Foreword

It was mid-summer 2001 and hot as hell, in a self-conscious city dense with what felt like half-a-billion twenty-somethings' combined urgent expectation of the new, “what's next?”, as the reflector-vested hardhats poured their steaming black-sparkle asphalt cum out onto the little unnamed sub-street that ran parallel to Delancey as it began at the foot of the Williamsburg Bridge outside the ground-floor window of my illegal nouveau tenement peeking out from behind freshly-painted steel security gates toward a ceaseless flood of exhaust-borg imports in their canoe drifting automation, when I penned my first real poem.

Writing a book was never a goal of mine. I'm not a 'reader'. I don't give a damn about writers. Certainly not the kind that wear the title as badge. I couldn't care less about the masturbatory egotism that fuels the fraudulent gymnastic intellectualism that is permanently concerned with academic exercise and status play. Nor am I interested in the systemic manipulation of the public by the book industry's hype-machine worker-bee piss-ant armies and their sacred revenue-stream Excel-sheet altar. I saw a dead fly. And I heard it say something to me. So I wrote it down.

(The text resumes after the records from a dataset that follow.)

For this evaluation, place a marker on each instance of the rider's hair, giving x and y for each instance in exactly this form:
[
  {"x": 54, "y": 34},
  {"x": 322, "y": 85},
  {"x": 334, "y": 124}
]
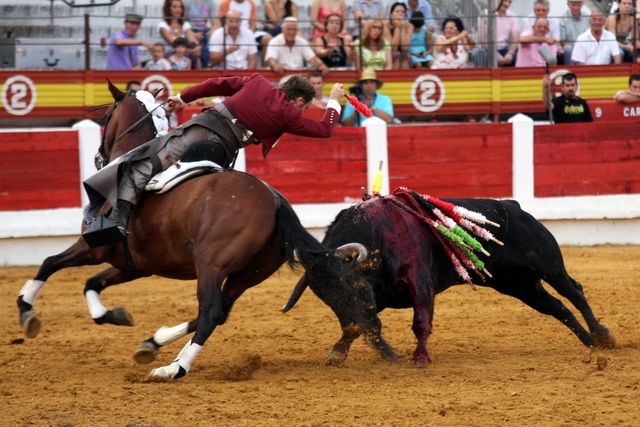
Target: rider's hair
[{"x": 298, "y": 86}]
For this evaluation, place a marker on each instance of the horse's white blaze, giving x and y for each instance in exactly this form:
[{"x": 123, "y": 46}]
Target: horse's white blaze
[
  {"x": 96, "y": 308},
  {"x": 166, "y": 335},
  {"x": 30, "y": 290}
]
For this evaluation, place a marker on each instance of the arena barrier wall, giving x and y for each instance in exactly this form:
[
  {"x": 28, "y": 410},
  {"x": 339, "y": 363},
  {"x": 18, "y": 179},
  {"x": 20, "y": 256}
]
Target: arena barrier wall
[{"x": 585, "y": 192}]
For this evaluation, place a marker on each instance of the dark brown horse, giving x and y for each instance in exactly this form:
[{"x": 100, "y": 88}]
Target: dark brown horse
[{"x": 225, "y": 228}]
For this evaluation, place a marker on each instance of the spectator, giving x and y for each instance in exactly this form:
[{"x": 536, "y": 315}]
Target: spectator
[
  {"x": 317, "y": 80},
  {"x": 574, "y": 22},
  {"x": 332, "y": 49},
  {"x": 568, "y": 107},
  {"x": 202, "y": 15},
  {"x": 507, "y": 35},
  {"x": 452, "y": 49},
  {"x": 596, "y": 46},
  {"x": 366, "y": 90},
  {"x": 423, "y": 6},
  {"x": 288, "y": 51},
  {"x": 123, "y": 46},
  {"x": 373, "y": 51},
  {"x": 158, "y": 61},
  {"x": 421, "y": 46},
  {"x": 621, "y": 24},
  {"x": 238, "y": 50},
  {"x": 632, "y": 95},
  {"x": 398, "y": 31},
  {"x": 178, "y": 61},
  {"x": 320, "y": 10},
  {"x": 530, "y": 42},
  {"x": 173, "y": 26}
]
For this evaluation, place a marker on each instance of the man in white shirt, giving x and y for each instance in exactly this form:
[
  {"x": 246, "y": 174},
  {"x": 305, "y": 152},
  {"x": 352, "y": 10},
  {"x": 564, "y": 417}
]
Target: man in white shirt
[
  {"x": 288, "y": 51},
  {"x": 596, "y": 46},
  {"x": 233, "y": 47}
]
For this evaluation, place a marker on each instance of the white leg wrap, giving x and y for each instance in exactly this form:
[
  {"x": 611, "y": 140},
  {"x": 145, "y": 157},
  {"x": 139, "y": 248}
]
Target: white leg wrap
[
  {"x": 96, "y": 308},
  {"x": 30, "y": 290},
  {"x": 166, "y": 335}
]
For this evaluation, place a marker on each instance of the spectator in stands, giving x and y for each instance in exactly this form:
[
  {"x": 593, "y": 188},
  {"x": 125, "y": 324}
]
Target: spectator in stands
[
  {"x": 238, "y": 50},
  {"x": 621, "y": 24},
  {"x": 179, "y": 61},
  {"x": 320, "y": 10},
  {"x": 631, "y": 95},
  {"x": 372, "y": 50},
  {"x": 398, "y": 31},
  {"x": 333, "y": 49},
  {"x": 574, "y": 22},
  {"x": 173, "y": 26},
  {"x": 366, "y": 90},
  {"x": 123, "y": 46},
  {"x": 288, "y": 51},
  {"x": 317, "y": 80},
  {"x": 451, "y": 50},
  {"x": 596, "y": 46},
  {"x": 532, "y": 40},
  {"x": 507, "y": 34},
  {"x": 421, "y": 45},
  {"x": 424, "y": 7},
  {"x": 202, "y": 15},
  {"x": 568, "y": 107},
  {"x": 158, "y": 62}
]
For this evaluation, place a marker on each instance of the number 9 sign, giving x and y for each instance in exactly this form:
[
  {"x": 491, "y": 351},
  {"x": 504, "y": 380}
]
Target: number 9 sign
[
  {"x": 427, "y": 93},
  {"x": 19, "y": 95}
]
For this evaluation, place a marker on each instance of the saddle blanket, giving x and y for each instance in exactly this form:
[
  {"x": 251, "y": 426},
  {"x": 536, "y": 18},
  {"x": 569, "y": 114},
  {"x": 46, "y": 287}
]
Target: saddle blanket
[{"x": 179, "y": 172}]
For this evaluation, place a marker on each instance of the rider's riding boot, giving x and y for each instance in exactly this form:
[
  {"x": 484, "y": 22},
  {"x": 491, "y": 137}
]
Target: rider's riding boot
[{"x": 110, "y": 229}]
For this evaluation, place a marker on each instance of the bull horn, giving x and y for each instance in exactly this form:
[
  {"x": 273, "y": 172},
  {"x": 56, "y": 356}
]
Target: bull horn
[
  {"x": 296, "y": 293},
  {"x": 349, "y": 248}
]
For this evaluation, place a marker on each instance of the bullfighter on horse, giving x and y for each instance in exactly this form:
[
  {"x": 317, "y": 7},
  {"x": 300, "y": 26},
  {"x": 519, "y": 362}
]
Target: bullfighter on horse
[{"x": 254, "y": 112}]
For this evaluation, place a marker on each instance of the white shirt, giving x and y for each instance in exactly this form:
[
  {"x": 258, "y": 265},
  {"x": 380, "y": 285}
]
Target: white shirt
[
  {"x": 290, "y": 58},
  {"x": 239, "y": 59},
  {"x": 589, "y": 51}
]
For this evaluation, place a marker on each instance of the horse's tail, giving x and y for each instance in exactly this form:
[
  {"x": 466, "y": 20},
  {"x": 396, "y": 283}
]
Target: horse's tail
[{"x": 293, "y": 237}]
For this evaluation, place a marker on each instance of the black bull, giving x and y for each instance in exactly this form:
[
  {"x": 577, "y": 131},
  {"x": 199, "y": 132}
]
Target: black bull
[{"x": 405, "y": 266}]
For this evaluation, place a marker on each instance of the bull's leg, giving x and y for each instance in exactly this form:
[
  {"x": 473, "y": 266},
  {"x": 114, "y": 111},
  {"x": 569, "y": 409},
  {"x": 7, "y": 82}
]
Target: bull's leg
[
  {"x": 96, "y": 284},
  {"x": 76, "y": 255}
]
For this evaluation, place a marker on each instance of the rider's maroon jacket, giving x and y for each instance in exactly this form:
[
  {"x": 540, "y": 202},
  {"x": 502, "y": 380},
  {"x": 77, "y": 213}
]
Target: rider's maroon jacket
[{"x": 262, "y": 108}]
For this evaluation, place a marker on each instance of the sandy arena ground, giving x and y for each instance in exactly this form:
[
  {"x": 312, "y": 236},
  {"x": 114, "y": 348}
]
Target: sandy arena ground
[{"x": 496, "y": 361}]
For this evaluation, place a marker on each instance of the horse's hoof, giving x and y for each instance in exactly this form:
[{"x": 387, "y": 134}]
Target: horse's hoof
[
  {"x": 146, "y": 353},
  {"x": 30, "y": 324}
]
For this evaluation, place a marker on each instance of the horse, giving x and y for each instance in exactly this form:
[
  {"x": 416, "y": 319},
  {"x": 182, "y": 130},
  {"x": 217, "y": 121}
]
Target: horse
[{"x": 227, "y": 228}]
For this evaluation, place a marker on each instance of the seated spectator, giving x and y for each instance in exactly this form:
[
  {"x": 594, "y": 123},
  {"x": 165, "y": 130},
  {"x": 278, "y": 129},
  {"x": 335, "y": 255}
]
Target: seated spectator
[
  {"x": 173, "y": 26},
  {"x": 596, "y": 46},
  {"x": 288, "y": 51},
  {"x": 631, "y": 95},
  {"x": 568, "y": 107},
  {"x": 233, "y": 45},
  {"x": 398, "y": 32},
  {"x": 179, "y": 61},
  {"x": 320, "y": 10},
  {"x": 507, "y": 35},
  {"x": 451, "y": 50},
  {"x": 122, "y": 53},
  {"x": 372, "y": 50},
  {"x": 367, "y": 92},
  {"x": 332, "y": 49},
  {"x": 574, "y": 22},
  {"x": 421, "y": 46},
  {"x": 530, "y": 42},
  {"x": 158, "y": 61},
  {"x": 621, "y": 24}
]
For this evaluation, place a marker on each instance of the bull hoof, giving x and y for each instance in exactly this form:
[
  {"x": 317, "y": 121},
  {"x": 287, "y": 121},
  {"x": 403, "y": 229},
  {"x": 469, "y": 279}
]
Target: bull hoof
[
  {"x": 30, "y": 324},
  {"x": 146, "y": 353}
]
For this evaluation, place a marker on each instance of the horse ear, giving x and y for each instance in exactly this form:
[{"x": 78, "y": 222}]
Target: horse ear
[{"x": 115, "y": 92}]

What came next was ten plus years of shit that if I dared try explain would likely, at best, come out drenched in self-pity. “So what, asshole”, I hear you say. And you're right. But not for the reasons that compel you to say such mean things. But for the fact that all is blank. All is empty. All is done. And none of it new. Or important. Nor will whatever we do ever amount to anything beyond the storage-closet meta-taggery we in reflex assign to it in our fleeting want to love meaning. To mean love. And yet, like all men, a majority of fools, I am thus compelled to do. To continue. And so I do.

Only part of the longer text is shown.